December 6, 2016 Uncategorized

Health systems and migration

South Africa, like the rest of the Southern African Development Community, has a high prevalence of communicable diseases, an increasing non-communicable disease burden, and diverse internal and cross-border population movements.  However, migration-aware responses are currently lacking.  This research explores the ways in which migration and mobility affect health systems, and suggests ways to improve responses to the movement of people.  

Understanding of migration is poor within sectors responsible for developing appropriate responses, including within the health system. As a result negative, unsupported assumptions relating to the prevalence of cross-border migration, the spread of disease, and the burden on receiving health systems prevail.

In South Africa, public health responses fail to address internal and cross-border mobilities, and non-nationals face challenges in accessing healthcare.  Current prevention, testing and treatment responses within public health systems – particularly for chronic conditions – fail to engage with the movement of people.  

Of particular concern is the lack of nationally and regionally co-ordinated strategies to ensure treatment continuity for chronic conditions.  

Research is being undertaken to make recommendations to improve health systems responses; co-ordinated, evidence-informed responses to migration, mobility and health are urgently needed. These will have developmental and public health benefits for all.           

About Becky Walker

Becky Walker is a postdoctoral research fellow with the African Centre for Migration & Society (ACMS).

With a background in Social Anthropology and Development Becky’s work has largely explored women’s experiences of everyday violence in both South Asia and Southern Africa. Becky holds an Msc and PhD in Social Anthropology from the University of Edinburgh where her research focused on the conflict in Sri Lanka and women’s strategies for negotiating everyday violence.

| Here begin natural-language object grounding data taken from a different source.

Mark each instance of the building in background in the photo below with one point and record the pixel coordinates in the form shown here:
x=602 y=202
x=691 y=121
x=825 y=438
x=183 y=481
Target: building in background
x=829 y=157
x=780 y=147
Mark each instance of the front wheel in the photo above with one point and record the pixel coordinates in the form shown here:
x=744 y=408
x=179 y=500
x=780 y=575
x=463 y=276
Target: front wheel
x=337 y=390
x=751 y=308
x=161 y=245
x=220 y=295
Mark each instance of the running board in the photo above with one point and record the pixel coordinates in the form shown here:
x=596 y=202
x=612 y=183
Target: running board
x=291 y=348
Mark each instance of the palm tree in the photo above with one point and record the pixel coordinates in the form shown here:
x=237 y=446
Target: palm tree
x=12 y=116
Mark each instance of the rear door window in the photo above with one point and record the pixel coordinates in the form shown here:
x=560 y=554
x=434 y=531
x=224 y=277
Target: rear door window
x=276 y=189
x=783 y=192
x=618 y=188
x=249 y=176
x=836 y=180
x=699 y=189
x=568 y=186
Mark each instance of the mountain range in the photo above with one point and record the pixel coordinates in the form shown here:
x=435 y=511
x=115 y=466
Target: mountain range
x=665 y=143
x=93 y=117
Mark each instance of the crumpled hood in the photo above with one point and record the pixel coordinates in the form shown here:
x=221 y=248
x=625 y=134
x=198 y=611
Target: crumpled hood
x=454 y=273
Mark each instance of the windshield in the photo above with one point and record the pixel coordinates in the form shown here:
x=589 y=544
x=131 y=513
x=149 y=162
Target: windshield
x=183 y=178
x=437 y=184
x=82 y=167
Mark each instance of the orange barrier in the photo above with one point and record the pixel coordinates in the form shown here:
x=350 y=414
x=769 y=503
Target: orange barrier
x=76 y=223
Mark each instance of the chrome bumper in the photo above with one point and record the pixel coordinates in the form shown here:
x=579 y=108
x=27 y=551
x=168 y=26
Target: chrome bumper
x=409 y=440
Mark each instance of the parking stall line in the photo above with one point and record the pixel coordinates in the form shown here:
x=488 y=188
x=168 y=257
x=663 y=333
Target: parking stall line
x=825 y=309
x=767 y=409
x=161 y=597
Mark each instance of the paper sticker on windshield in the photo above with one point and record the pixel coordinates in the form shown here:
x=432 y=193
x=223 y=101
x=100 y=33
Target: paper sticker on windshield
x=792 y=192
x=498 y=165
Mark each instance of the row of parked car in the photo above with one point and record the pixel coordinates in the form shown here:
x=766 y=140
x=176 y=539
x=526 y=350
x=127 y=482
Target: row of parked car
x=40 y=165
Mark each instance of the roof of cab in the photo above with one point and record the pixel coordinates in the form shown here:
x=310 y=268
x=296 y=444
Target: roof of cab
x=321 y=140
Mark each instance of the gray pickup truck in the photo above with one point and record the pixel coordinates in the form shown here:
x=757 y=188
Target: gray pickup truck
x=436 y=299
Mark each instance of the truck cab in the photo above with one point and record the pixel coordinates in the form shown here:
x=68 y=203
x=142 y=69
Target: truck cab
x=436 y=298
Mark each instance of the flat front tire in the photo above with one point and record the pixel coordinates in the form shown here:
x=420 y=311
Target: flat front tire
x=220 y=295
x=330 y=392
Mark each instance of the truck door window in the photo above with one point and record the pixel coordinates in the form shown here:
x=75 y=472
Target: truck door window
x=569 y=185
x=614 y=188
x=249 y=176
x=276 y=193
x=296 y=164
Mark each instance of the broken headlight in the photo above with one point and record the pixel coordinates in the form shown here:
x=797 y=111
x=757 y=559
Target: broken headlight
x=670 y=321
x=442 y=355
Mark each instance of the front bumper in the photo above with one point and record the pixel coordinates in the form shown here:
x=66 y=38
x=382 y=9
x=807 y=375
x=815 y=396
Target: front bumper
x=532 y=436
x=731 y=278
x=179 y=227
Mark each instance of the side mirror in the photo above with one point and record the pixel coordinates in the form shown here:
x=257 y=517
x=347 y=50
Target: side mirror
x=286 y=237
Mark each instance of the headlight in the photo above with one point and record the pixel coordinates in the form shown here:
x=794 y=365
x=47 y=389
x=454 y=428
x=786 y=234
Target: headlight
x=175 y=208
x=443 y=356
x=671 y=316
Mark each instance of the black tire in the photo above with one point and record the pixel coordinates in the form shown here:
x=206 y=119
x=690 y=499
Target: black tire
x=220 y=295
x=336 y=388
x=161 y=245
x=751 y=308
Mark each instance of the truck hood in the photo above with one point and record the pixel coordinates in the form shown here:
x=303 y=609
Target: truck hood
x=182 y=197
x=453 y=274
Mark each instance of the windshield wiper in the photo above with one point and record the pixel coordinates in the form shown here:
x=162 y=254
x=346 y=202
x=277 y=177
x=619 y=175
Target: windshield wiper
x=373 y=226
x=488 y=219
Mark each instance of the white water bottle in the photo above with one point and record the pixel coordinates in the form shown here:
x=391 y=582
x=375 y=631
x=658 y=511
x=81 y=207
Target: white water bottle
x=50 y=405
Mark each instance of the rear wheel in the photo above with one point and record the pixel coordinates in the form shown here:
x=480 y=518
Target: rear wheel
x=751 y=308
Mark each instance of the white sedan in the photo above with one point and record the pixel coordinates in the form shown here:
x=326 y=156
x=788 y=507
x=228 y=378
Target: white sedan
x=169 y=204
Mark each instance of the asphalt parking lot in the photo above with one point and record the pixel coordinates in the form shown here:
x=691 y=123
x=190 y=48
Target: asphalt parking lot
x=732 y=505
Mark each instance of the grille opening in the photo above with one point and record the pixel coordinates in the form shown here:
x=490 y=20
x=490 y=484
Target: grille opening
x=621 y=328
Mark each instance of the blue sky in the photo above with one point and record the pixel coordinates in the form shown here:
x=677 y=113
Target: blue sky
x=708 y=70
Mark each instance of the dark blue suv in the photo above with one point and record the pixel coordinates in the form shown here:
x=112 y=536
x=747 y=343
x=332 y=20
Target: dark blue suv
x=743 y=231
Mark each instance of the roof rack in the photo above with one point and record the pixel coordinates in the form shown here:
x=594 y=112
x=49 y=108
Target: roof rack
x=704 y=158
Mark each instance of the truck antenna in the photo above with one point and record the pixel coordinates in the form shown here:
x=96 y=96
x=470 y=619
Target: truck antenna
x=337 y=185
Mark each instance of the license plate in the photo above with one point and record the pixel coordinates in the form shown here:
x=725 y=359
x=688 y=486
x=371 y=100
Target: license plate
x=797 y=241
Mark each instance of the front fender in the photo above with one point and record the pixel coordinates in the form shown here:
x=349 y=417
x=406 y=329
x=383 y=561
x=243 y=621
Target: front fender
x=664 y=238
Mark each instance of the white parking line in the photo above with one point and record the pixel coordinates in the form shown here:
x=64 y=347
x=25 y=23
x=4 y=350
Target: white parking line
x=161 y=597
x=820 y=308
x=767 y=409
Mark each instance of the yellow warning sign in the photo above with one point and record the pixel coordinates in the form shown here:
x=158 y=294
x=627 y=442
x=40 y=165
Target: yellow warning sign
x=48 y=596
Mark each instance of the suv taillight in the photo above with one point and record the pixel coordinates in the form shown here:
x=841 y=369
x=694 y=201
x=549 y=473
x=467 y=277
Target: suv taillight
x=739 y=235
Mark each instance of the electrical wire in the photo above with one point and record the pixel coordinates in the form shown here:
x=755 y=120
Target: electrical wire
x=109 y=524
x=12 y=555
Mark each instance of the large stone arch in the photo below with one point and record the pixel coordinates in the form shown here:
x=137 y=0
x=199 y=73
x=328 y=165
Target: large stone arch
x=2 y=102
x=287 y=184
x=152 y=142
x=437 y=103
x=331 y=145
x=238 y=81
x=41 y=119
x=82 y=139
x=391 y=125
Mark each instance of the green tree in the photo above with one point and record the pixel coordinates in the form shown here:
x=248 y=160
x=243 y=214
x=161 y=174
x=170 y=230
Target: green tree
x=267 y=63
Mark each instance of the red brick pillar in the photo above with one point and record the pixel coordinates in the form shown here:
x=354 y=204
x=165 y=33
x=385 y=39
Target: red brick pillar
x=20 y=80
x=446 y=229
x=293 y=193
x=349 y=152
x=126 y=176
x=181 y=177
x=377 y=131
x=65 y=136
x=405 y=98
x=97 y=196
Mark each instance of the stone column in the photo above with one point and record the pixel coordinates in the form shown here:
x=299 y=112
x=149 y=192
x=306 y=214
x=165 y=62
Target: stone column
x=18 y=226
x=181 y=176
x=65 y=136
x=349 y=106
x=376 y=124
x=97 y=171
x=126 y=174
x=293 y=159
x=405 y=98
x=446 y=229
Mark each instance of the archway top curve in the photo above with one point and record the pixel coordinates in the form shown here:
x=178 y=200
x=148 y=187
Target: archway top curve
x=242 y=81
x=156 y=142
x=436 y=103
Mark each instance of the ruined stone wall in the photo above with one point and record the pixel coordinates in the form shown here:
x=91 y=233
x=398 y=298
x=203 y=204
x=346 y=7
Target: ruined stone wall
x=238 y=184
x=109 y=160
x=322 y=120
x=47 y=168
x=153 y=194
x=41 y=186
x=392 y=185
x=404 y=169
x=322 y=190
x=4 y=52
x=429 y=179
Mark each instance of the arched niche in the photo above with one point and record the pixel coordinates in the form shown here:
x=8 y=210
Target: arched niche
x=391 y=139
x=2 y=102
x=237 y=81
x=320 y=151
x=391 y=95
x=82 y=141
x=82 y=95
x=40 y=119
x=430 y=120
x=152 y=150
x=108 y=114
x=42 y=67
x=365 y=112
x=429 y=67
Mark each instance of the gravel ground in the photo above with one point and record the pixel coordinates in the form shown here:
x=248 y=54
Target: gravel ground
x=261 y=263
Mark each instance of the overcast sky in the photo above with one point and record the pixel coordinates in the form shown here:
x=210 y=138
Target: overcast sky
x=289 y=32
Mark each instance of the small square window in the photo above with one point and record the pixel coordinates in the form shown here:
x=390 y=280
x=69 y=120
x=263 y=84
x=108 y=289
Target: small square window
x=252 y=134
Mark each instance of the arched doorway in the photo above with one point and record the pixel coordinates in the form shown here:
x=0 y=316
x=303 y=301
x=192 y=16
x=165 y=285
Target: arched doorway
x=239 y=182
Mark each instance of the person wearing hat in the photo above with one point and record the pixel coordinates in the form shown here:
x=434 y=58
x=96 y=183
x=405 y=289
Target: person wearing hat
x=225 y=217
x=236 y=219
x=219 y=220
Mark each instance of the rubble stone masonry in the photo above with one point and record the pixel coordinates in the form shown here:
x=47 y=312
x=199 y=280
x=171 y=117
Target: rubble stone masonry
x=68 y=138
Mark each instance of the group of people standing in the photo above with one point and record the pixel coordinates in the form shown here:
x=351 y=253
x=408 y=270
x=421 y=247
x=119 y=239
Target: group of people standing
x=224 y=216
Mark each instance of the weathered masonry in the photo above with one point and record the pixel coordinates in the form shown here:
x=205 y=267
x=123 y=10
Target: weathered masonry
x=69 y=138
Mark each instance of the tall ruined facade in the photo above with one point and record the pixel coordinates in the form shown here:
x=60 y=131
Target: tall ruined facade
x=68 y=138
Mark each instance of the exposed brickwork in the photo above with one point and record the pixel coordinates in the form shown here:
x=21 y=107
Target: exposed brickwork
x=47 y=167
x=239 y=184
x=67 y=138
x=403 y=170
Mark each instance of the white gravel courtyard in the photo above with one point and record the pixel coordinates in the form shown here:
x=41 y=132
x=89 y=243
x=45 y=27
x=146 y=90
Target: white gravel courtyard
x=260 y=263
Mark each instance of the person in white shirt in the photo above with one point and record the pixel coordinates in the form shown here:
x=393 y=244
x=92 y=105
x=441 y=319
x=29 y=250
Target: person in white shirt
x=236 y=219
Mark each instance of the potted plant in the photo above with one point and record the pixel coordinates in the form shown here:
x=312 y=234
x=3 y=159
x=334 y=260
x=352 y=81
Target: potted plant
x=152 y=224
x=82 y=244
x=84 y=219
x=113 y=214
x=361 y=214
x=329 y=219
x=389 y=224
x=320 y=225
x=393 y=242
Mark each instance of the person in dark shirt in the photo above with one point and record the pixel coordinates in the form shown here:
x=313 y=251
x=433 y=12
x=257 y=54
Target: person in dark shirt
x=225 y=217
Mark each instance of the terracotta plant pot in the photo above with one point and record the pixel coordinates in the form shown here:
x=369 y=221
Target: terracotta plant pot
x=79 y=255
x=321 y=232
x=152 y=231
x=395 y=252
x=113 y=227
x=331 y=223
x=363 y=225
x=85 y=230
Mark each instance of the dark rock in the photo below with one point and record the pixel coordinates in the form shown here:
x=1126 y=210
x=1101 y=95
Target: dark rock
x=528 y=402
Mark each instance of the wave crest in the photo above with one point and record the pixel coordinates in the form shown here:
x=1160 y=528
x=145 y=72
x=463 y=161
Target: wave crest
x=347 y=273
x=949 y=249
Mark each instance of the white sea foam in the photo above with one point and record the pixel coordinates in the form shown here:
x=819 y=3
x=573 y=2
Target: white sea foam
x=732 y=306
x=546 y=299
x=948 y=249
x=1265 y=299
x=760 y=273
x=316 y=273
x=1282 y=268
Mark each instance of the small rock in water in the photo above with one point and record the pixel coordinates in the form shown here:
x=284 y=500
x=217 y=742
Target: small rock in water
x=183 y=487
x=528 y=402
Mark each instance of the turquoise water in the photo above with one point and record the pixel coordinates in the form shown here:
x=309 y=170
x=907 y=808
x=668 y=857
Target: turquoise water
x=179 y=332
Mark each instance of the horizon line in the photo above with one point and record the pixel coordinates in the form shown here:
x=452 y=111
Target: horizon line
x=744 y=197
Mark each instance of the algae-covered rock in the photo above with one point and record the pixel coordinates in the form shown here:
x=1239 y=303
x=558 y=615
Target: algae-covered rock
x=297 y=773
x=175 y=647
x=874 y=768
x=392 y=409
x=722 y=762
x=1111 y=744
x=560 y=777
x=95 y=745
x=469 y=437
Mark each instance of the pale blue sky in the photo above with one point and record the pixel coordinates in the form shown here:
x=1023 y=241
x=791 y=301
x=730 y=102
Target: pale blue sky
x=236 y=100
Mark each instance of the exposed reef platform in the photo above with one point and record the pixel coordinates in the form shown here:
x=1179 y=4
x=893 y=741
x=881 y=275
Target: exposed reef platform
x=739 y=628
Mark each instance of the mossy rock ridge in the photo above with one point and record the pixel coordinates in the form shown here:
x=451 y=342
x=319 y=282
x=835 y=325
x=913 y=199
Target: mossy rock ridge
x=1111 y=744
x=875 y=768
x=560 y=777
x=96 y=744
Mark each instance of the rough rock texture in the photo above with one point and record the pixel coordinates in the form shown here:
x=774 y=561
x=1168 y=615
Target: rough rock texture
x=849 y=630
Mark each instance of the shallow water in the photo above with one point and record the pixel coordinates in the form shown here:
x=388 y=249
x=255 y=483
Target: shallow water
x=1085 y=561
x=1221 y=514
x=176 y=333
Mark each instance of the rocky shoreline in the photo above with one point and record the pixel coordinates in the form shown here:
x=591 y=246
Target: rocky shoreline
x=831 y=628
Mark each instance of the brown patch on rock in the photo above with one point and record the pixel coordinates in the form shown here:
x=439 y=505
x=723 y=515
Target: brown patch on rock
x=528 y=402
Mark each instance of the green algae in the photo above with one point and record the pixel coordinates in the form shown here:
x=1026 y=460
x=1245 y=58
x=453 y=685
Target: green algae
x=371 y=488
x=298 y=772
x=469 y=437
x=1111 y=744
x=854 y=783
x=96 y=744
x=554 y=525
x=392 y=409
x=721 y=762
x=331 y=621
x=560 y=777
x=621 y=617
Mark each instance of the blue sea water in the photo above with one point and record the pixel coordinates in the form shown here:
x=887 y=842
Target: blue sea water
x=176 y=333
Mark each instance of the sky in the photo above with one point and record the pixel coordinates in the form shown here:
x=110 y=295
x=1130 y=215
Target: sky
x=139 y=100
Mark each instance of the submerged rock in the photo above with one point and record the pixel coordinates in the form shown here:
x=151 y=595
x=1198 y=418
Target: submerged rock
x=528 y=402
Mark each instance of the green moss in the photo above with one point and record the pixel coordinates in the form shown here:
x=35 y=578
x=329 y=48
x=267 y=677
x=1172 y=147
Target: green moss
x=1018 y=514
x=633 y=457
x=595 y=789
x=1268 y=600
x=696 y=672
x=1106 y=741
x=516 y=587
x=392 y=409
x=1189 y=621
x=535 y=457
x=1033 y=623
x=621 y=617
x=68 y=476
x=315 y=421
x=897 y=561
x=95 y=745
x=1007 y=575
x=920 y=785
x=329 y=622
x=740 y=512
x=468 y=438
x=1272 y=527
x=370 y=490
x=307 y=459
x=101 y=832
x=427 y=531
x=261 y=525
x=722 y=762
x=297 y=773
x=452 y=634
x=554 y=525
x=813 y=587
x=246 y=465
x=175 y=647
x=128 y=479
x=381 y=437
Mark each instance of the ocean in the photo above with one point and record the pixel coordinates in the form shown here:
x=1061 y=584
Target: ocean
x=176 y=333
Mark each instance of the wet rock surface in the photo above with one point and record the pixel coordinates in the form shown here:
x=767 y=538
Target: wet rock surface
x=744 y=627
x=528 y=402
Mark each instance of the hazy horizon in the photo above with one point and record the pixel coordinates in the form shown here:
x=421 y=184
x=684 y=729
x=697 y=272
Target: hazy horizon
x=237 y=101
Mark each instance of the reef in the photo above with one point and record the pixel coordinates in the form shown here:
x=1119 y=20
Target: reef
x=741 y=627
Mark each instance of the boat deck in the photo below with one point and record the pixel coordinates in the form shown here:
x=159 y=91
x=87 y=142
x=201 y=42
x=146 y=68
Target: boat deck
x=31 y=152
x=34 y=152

In 2010 Becky moved to South Africa to take up a Postdoctoral fellowship with the Centre of Indian Studies in Africa (CISA) at Wits University and also taught Gender and Development as a sessional lecturer in Social Anthropology. In 2013 she then was awarded a Wotro-funded postdoctoral project through ACMS that explored the multiple vulnerabilities faced by migrant sex workers in Johannesburg.

The project considered the impact of migration legislation, trafficking discourses and transnational networks on feelings of belonging amongst migrant sex workers in Johannesburg and Amsterdam. It also drew from an innovative arts based participatory project that Becky and a colleague ran in a women’s shelter in inner-city Johannesburg, and on-going research at ACMS into sex work, migration and trafficking. Becky’s current work builds on the Wotro project to explore the vulnerabilities faced by migrant mothers who sell sex in South Africa with a particular focus on the intersections of mothering, being migrants and selling sex and also, challenges encountered such as access to healthcare, stigmatisation and discrimination.

Becky has published widely from her research including a articles and chapters on everyday violence, sex work, trafficking and migration and sex work and motherhood.